Nevertheless, this figures can evade such cases if their moral forces them to disagree
with the accusations or positions of either sides; they have to discern when they must
truly act. For instance, I agree with the author when it is mentioned that an a abuse
occurs when dictionary writers cannot work since big companies defend that they own a
term or even a compositing element such as a prefix, as it certainly belongs to each
speaker lexicon. In that case, a forensic linguist ought to disesteem a legal problem.

So, what cases should the language expert avoid? As I see it, the expert would reject
those in which plagiarism does not manifest —when a text or a junior trademark does not
weak a senior one— and the integrity of an enterprise is not under risk. Certainly, it can be
said that a trademark is the message in the communication context of a sender, a message,
and a receiver, hence it is a sign that have relation to other signs, persons, and objects. In
addition, we can add that some disciplines (semantics, morphology, syntax or pragmatics
(as was shown in class) deal with this signs. Owing to this we can infer that:

a) The expert should act when a trademark is considered reprehensible and is blamed
for some groups due to offensive words or rude expressions. Vocabulary can be
relevant in situations when is used for segregation, curse or disrespect purposes
(among others).

b)Avoidance must not be made by the linguist when the relevant meaning,
implicatures or some semantic considerations are neglected.
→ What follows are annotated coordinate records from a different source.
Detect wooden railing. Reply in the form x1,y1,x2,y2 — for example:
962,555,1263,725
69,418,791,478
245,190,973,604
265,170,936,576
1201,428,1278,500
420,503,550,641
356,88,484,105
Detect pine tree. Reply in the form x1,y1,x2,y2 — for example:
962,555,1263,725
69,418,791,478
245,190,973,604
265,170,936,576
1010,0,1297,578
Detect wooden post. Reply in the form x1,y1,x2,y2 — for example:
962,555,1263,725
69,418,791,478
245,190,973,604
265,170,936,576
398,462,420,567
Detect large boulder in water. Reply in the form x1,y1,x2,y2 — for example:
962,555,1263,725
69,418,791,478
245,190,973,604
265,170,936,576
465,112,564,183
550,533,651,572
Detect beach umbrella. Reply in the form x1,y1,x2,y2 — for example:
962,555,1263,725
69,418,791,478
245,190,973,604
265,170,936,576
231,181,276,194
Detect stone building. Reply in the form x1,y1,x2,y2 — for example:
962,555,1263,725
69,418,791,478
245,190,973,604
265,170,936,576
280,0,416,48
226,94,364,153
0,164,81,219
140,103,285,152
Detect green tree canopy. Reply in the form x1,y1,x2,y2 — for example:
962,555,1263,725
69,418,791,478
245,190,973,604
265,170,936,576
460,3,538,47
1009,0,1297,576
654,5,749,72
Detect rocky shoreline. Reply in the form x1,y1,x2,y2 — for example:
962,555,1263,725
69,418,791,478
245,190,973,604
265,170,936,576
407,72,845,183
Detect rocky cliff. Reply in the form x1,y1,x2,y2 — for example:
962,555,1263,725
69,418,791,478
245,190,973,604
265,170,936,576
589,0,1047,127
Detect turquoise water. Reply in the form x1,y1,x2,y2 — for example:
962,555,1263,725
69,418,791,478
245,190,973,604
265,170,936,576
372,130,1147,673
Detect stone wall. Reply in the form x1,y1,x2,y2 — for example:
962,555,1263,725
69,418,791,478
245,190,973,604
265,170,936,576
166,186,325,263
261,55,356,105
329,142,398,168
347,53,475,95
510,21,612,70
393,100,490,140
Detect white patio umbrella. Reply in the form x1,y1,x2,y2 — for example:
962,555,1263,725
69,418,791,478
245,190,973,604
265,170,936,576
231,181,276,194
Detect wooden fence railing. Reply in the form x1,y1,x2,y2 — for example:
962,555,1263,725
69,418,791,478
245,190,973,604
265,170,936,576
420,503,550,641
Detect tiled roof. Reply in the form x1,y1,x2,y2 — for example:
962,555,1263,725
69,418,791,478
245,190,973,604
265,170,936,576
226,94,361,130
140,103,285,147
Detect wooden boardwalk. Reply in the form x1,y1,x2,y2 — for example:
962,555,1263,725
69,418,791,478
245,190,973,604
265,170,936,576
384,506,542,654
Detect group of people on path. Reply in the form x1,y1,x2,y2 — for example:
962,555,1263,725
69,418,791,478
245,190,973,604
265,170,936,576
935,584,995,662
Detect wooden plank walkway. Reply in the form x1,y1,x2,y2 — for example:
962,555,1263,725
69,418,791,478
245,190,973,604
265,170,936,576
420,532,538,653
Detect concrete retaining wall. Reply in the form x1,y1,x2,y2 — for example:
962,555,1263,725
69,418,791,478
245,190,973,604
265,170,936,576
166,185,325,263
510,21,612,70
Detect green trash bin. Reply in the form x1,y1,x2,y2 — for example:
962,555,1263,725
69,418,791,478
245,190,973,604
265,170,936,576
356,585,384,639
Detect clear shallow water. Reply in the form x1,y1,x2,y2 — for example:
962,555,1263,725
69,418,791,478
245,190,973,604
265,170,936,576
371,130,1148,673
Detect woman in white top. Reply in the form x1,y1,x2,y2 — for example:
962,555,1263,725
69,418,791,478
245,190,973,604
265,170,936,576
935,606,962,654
For instance, when a
logo or phrase evocates rude meanings or even leads to apologies of facts,
institutions, discourses considered taboo or catalogued as ‘illegal’ by the penal code.

c) The actuation of the expert has to occur when methaphors, simils, hyperboles,
litotes seem to hide moral questionable meanings, even syntactic structures can
manifest an intentioned homonomy or double senses.

Linguistic litigation also applies to situations when professionals use their jargon not
for academic or professional purposes, but for gossiping or boasting in detriment of
someone intentionally (as a patient or colleague), infringing professional codes. Simply
put, when use of language has been proven to be wilfully damaging. To sum up, the
activity framework of the expert linguist should only embrace those situations in which
the information given is ethically or morally neglecting —so as deplorable (as threats)–.
Evidently, the message misunderstanding or mishearing is not estimated and, of course,
nowadays it is not always clear what is morally or ethically rejectable. Besides, it could
even be feigned that the message has been missheard or missunderstood with regrettable
purposes —to gain legal or financial benefits—.